Hübl W, Wolfbauer G, Andert S, Thum G, Streicher J, Hübner C, Lapin A, Bayer P M
Central Laboratory, Wilhelminenspital, Vienna, Austria.
Cytometry. 1997 Apr 15;30(2):72-84. doi: 10.1002/(sici)1097-0320(19970415)30:2<72::aid-cyto2>3.0.co;2-f.

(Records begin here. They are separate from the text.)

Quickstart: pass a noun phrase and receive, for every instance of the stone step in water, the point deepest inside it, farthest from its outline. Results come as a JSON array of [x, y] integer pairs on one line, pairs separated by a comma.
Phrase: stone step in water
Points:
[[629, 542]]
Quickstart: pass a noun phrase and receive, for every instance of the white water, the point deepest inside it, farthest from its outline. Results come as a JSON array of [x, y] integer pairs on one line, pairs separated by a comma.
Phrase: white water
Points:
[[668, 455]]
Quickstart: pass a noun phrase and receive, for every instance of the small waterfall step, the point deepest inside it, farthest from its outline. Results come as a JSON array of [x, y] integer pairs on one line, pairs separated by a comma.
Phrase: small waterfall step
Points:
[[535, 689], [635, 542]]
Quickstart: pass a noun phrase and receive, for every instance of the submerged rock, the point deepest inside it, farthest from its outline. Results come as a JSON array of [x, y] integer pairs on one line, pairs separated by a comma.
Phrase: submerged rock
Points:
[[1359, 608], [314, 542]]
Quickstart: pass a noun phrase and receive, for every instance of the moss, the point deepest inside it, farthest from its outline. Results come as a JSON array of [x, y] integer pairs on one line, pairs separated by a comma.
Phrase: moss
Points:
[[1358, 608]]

A flow cytometric method performing a five-part leukocyte differential based on three-color staining with anti-CD45-fluorescein isothiocyanate (FITC), anti-CD-14-phycoerythrin (PE)/Cy5, and a cocktail of PE-labeled anti-CD2, anti-CD16, and anti-HLA-DR antibodies was evaluated. Results obtained by using three different sample preparation procedures and two different flow cytometers were compared with those of a 1,000-cell manual differential for evaluation of accuracy. We observed excellent correlations with the manual differential for all leukocyte subclasses and even higher correlations between the different flow cytometric methods. Flow cytometric basophil results were identical to the manual counts, regardless of which sample preparation technique or flow cytometer was used. Therefore, we propose our flow cytometric method as the first acceptable automated reference method for basophil counting. The flow cytometric results for the other leukocyte subclasses were apparently influenced by the sample preparation, which could not be explained by cell loss during washing steps. Moreover, a small influence of the flow cytometer was also observed. Assessing the influence of sample storage, we found only minimal changes within 24 h. In establishing reference values, high precision of flow cytometric results facilitated detection of a significantly higher monocyte count for males (relative count: 7.08 +/- 1.73% vs. 6.44 +/- 1.33%, P < 0.05; absolute count: 0.536 +/- 0.181 x 10(9)/liter vs. 0.456 +/- 139 x 10(9)/liter, P < 0.01). Our data indicate that monoclonal antibody-based flow cytometry is a highly suitable reference method for the five-part differential: It also shows, however, that studies will have to put more emphasis on methodological issues to define a method that shows a high interlaboratory reproducibility.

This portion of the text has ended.